The study, which was published in the scientific journal The Holocene, looked at data from tree rings to understand historical climates and events on a year-to-year basis. The growth rings can tell scientists if a particular year was cold and wet or dry and hot by their size and appearance. The rings also record nearby fires that appear as scars within the cross-section of the tree.
Two particular periods of time were of interest to Roos and his team: the Medieval Warm Period and the Little Ice Age. The Medieval Warm Period, from around 800 to 1300 A.D., was thought to have a warmer, drier climate similar to our modern climate. The climate of the Little Ice Age, from about 1600 to 1800, is thought to have been cooler and wetter than today.

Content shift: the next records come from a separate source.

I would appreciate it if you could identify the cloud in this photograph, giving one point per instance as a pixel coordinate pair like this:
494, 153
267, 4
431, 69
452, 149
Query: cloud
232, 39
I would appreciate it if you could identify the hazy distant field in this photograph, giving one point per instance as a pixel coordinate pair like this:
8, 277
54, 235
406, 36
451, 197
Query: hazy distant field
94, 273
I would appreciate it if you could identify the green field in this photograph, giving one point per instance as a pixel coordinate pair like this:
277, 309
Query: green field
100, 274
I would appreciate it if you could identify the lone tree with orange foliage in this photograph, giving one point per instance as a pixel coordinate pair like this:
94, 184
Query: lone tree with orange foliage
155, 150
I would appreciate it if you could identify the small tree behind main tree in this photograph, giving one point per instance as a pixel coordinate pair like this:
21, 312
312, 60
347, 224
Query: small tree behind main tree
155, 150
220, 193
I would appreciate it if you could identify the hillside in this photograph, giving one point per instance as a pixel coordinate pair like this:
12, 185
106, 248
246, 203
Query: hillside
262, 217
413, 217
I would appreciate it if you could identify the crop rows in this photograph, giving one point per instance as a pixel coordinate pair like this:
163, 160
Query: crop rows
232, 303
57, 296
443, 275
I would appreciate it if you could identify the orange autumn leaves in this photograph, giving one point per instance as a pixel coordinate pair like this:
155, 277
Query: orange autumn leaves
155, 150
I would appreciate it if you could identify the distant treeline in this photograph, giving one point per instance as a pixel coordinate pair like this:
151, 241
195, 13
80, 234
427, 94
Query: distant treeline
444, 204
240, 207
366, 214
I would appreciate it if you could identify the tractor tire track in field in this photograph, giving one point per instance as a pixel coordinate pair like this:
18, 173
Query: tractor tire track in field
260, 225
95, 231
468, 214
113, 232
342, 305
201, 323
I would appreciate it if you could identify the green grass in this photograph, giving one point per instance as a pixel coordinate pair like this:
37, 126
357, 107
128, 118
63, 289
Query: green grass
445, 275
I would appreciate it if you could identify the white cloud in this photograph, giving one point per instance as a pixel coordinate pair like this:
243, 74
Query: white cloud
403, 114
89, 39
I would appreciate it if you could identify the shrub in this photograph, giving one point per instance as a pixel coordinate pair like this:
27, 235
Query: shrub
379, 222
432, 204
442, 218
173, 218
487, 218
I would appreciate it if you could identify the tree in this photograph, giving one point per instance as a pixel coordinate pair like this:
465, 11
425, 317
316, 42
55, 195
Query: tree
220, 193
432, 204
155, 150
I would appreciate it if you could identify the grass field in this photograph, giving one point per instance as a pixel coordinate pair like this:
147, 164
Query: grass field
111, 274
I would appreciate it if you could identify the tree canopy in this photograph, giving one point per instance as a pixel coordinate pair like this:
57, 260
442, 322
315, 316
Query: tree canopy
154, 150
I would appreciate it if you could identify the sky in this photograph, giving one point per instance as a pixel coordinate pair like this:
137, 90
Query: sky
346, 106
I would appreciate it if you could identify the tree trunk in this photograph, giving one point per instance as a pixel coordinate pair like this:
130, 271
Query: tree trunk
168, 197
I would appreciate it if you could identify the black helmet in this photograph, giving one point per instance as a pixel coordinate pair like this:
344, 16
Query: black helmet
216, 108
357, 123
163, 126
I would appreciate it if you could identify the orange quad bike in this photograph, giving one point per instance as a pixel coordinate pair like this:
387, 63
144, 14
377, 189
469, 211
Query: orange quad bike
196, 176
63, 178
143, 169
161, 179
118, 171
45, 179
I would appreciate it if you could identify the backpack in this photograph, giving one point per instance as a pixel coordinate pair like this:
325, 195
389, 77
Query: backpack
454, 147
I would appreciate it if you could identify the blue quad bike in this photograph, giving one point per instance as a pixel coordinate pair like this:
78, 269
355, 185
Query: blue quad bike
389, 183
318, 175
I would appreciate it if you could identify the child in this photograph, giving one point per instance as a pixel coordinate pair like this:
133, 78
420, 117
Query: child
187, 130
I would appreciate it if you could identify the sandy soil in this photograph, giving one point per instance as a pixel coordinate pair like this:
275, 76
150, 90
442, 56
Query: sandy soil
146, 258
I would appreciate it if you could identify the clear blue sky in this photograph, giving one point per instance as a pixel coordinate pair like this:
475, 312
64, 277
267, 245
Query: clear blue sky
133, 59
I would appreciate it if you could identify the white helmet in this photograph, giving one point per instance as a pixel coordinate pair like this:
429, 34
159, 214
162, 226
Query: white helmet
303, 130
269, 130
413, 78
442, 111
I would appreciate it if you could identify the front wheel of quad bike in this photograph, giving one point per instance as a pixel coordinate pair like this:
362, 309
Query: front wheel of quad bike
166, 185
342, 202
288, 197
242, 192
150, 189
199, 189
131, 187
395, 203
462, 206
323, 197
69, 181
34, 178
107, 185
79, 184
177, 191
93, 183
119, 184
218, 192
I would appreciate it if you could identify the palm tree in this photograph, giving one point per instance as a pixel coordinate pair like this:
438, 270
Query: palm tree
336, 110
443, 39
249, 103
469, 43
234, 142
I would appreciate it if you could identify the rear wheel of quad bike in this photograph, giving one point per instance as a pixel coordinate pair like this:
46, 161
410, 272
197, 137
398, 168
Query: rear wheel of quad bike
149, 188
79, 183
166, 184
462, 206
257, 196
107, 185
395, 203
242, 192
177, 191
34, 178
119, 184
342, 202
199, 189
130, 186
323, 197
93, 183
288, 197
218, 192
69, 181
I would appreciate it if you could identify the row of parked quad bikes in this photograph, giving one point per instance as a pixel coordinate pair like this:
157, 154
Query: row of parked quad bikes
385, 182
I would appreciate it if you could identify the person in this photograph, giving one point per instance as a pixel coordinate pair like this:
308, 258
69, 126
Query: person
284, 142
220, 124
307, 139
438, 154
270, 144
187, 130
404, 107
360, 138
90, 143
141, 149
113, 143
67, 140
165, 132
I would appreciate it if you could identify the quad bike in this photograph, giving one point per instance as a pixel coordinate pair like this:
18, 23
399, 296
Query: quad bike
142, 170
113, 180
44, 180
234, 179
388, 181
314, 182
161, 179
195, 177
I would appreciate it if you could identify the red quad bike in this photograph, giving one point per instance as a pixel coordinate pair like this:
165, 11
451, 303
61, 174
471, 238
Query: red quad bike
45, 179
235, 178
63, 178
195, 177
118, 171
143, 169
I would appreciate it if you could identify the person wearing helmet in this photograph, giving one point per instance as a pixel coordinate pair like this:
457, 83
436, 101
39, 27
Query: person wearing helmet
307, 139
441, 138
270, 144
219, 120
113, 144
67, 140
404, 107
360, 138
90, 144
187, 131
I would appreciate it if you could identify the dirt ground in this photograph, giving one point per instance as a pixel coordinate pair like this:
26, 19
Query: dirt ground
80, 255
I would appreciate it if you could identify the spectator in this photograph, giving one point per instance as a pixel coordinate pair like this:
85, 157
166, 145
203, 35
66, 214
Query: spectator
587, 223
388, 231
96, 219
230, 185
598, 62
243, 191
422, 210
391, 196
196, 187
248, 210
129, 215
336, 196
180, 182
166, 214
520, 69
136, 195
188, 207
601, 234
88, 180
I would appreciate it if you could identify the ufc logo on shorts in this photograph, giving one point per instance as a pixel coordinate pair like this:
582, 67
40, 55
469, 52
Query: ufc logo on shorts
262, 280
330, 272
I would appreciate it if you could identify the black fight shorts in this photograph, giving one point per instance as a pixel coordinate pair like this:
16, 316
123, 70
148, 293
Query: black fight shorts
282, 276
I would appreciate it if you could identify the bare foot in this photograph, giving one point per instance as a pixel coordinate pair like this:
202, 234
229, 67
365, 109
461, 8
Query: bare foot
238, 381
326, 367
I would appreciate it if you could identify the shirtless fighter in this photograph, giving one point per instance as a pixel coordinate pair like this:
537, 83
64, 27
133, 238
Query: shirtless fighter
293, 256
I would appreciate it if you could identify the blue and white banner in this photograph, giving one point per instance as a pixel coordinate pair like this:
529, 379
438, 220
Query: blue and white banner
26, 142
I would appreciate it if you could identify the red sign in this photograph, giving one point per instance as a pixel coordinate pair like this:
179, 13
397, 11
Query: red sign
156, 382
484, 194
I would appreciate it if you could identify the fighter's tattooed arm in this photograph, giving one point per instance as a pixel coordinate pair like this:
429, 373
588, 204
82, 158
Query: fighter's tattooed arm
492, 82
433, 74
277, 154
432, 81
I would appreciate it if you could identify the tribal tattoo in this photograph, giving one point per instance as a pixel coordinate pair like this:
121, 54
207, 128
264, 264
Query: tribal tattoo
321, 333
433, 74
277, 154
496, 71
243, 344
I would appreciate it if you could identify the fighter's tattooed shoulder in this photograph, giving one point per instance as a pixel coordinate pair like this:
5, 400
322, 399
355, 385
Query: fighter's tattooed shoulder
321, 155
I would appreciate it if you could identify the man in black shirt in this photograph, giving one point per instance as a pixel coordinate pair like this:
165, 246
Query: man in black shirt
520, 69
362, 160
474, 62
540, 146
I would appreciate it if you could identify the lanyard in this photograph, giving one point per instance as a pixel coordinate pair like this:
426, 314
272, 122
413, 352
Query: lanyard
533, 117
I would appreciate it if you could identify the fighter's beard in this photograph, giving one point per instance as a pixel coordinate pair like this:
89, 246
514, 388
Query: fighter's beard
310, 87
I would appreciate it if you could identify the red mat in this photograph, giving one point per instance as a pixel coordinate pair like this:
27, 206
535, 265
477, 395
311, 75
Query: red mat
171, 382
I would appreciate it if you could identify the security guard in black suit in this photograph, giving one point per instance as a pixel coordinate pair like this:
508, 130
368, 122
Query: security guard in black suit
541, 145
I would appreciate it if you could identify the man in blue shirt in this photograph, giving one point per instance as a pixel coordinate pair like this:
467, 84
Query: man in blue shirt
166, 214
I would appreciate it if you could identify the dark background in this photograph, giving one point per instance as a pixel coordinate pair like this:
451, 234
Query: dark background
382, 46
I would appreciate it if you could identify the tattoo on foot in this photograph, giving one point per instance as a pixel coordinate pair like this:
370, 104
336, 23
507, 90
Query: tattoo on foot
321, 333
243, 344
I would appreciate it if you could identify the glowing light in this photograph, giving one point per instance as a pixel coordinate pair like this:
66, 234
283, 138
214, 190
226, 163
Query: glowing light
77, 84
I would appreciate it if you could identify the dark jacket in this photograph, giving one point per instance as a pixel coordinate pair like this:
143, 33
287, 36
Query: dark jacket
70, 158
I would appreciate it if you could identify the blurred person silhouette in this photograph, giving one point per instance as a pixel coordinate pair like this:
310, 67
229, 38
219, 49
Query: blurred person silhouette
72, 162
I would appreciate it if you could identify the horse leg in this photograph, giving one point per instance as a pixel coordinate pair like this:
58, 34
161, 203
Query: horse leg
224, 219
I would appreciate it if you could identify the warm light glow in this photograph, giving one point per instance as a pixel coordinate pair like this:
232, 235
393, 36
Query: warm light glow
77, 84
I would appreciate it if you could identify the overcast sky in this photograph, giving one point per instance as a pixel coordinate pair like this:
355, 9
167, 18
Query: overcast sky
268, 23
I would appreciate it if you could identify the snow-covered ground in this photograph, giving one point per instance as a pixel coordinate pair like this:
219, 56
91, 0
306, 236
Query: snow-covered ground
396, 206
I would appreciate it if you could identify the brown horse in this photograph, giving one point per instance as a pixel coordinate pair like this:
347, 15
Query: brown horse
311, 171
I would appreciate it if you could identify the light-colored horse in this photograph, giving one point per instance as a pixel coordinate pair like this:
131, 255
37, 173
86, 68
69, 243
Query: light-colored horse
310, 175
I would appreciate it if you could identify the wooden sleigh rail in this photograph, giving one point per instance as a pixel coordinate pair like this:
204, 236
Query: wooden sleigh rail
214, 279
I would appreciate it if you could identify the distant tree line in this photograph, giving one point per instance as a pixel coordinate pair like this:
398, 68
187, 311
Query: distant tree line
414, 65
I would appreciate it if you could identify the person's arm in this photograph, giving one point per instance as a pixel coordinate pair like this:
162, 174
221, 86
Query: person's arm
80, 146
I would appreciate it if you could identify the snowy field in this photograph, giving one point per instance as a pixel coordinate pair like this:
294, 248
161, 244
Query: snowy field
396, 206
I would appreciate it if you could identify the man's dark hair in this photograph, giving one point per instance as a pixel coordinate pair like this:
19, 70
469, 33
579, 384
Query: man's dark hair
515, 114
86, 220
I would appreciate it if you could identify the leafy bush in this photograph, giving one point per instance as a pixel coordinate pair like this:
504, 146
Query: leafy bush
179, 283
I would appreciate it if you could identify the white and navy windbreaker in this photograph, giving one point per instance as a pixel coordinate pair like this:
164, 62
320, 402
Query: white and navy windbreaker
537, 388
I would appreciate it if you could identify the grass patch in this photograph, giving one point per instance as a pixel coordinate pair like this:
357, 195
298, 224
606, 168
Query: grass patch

Using a statistical model based on Little Ice Age fire-scar data and nearly 1,500 years of climate data derived from existing tree rings, the researchers were able to predict forest fire activity during the Medieval Warm Period. Their model showed no discernible difference in low level surface-clearing fire activity based on year-to-year moisture patterns between the two historical periods.
“It’s true that global warming is increasing the magnitude of the droughts we’re facing, but droughts were even more severe during the Medieval Warm Period,” Roos said. “It turns out that what’s driving the frequency of surface fires is having a couple wet years that allow grasses to grow continuously across the forest floor and then a dry year in which they can burn. We found a really strong statistical relationship between two or more wet years followed by a dry year, which produced lots of fires.”
As settlers claimed the land in the 19th century, their livestock grazed on grasses that used to fuel these ‘preventative fires.’ The establishment of the U.S. Forest Service in the 20th century also meant that these easily extinguished fires were prevented from taking down middle-sized, canopy-igniting trees.
“Many of our modern forests in central Arizona and New Mexico haven’t had a fire of any kind on them in 130 or 140 years,” Roos said. “That’s very different from the records of the ancient forests. The longest they would have gone without fires was 40 or 50 years, and even that length of time would have been exceptional.”